There was much concern about UK and US weapons sales to Saudi Arabia and the UAE – weapons which were used in the Yemen conflict. In June 2019 an unfavourable court judgment led the UK Government to stop granting export licences for arms that might be used in Yemen.

In December 2018 a fragile peace process started with an agreement in Stockholm. Its aim was to protect the vital port of al-Hodeidah on the Red Sea coast, where most international aid arrived. The agreement achieved partial de-escalation around the port. There was increasing violence in the south, however, where separatist forces were gaining strength, partly backed by the UAE. Terrorist operations including al-Qaeda in the Arabian Peninsula and ISIS/Daesh continued to conduct attacks, although the US killed al-Qaeda’s Yemen leader in February 2020.
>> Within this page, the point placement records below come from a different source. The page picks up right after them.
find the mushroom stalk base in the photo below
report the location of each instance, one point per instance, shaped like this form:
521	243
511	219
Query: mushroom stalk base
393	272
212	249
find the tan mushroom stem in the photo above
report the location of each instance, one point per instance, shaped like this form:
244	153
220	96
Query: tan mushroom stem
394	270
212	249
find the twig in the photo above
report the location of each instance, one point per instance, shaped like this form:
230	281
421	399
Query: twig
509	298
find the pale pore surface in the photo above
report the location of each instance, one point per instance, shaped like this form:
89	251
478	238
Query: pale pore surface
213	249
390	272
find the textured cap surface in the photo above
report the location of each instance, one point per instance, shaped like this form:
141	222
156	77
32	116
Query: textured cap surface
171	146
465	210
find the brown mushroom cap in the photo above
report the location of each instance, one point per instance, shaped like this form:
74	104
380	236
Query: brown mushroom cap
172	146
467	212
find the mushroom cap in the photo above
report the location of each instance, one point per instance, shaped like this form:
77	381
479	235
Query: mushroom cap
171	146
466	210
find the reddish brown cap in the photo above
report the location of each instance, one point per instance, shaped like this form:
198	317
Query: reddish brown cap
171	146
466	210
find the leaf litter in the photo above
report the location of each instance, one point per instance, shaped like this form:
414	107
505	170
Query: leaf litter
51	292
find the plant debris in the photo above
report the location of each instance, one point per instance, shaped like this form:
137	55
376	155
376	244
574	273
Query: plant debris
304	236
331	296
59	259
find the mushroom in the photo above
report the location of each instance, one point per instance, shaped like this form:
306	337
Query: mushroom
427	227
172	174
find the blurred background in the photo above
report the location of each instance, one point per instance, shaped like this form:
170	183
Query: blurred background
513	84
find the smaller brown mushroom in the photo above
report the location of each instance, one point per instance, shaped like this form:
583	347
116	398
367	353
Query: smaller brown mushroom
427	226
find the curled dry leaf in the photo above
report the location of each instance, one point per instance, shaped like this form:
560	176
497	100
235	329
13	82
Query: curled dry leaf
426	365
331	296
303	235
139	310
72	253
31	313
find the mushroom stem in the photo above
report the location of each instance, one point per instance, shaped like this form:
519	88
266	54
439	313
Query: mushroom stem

In September 2019, the Houthis launched devastating missile attacks on Saudi oil infrastructure at Abqaiq, causing world oil prices to surge.  There was an agreement between the Houthis and the Saudis to cease Houthi missile attacks and Saudi air strikes.

Since early 2020 de-escalation agreements have ceased to be effective. The Houthis have resumed rocket attacks on Saudi Arabia, with assistance from Iran. Saudi Arabia has restarted air strikes on Sanaa. Iranian influence over the Houthis is growing, increasing the conflict’s centrality to Iran’s battle with Saudi Arabia over influence in the Middle East.

In January 2020 the US tried to assassinate an Iranian commander in Yemen on the same day that his colleague General Soleimani was killed in Iraq. The episode showed that, aside from counter-terrorist operations, the US remains deeply involved, despite attempts in congress to end US participation in the conflict.

The International Crisis Group warns that there could be a showdown in northern Yemen between the Houthis, and forces allied with the internationally recognised Hadi government of Yemen.

That could cause a humanitarian disaster even bigger than the present situation because there are at least 800,000 internally displaced Yemenis in the region already.

It would also make an agreement on general de-escalation impossible. Such an agreement is needed if there is to be any chance of real peace negotiations.